MapR has taken a very different approach. They feel that these fundamental capabilities are important in order to provide a platform on which you have built your applications and run the variety of open source tools of interest to you, but that it's better to have these fundamental capabilities integrated together into one system, into one platform, so that this actually can support what you do in production.
That's what they've done. They've engineered a system that takes these fundamental capabilities, now in the form of the distributed file system (MapR-FS) and a NoSQL database (MapR-DB), which actually supports two different styles of API. It supports the Apache HBase API, it also supports JSON-style API called OJAI, which is also open source, and in terms of being able to deliver streaming data—streaming transport—the MapR Streams are again integrated into the same system, which supports the Apache Kafka API.
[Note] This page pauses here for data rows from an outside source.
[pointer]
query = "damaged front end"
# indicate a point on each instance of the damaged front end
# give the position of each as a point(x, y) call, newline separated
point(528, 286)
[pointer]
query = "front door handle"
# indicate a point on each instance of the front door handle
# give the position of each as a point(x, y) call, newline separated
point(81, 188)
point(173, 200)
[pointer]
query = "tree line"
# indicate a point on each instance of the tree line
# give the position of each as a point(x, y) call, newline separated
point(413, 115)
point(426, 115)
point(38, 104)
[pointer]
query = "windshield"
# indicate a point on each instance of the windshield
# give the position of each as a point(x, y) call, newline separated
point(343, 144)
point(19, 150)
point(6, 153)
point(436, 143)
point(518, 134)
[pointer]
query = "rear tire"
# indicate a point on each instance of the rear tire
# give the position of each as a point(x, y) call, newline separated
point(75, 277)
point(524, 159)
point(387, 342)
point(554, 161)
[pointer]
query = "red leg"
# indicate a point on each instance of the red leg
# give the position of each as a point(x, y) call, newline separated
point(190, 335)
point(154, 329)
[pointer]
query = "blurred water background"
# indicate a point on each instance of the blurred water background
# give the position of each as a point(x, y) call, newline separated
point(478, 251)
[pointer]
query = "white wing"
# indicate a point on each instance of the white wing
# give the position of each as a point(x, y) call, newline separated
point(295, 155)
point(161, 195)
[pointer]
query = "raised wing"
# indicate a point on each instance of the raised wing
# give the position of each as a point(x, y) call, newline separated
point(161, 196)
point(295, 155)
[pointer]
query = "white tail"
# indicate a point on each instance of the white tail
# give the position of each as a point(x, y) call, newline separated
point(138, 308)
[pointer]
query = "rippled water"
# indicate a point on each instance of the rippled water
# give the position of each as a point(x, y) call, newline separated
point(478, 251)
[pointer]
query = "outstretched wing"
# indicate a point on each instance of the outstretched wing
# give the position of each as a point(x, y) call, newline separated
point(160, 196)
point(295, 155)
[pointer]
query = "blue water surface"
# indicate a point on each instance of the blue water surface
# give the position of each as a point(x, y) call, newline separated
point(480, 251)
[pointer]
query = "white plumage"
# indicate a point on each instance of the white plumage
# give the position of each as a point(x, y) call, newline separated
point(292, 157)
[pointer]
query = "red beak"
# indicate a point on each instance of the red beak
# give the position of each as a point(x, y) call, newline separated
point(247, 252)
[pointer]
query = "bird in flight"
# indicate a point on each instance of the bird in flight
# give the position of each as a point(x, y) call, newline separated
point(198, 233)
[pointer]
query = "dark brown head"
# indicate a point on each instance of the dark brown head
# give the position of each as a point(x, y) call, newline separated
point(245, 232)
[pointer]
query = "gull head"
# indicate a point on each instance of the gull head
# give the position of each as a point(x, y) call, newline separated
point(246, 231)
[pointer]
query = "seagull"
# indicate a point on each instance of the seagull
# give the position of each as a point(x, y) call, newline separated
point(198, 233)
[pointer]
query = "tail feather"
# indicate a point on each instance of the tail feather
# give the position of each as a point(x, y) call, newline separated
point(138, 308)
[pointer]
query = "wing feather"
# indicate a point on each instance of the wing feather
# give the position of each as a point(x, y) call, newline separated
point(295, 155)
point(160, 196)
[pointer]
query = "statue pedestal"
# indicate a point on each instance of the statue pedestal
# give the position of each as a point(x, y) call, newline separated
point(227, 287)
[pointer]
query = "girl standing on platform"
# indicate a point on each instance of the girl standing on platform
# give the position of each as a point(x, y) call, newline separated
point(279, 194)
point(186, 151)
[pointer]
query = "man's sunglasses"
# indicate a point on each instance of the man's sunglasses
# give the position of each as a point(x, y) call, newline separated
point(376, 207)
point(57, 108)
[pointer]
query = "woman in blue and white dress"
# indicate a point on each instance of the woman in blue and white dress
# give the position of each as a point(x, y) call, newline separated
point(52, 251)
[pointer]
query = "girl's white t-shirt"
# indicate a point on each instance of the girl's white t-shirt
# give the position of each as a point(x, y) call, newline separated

Now, they've done more than just kind of draw a circle around these separate capabilities. They have actually engineered them together into a shared cluster and basically shared global namespace. What this can mean in terms of how you work with data is you're working with these systems, and you're working with all of the other open source tools that you might be running on top of this. Maybe Apache Spark—or if you're using streaming data—Spark Streaming. You might be using Apache Flink for streaming data, which has been tested to run on the MapR system, although it doesn't ship with MapR yet. You might be running Apache Drill for using standard SQL queries in this space, or Hive—whatever systems you want to run on top of this fundamental platform. But since they're all in this same shared cluster, this means you're operating under the same security, and the same system administration.
This can be very important for things such as being able to control data locality, a feature that MapR does very well. This is also very important for multi-tenant work. Of course, an enterprise-grade system needs to provide efficient mirroring across different data centers, as well as absolutely consistent snapshots. Other capabilities, such as table replication and something that's really unique to MapR, is the ability to do geodistributed replication of message streams across different data centers.
This is just a small portion of the kind of capability that you have. The key message here is that you're running all of this on the MapR Converged Data Platform. This is a platform which is built to not have just components that communicate well to each other, but in fact are actually converged together as the fundamental platform on which you build your applications, run the open source tools of interest which run very well on this platform, and you use this as you move from development into production.
I hope this description has helped you understand what the converged platform can actually do for you. If you have questions or comments, please provide those in the box. Thank you very much for listening.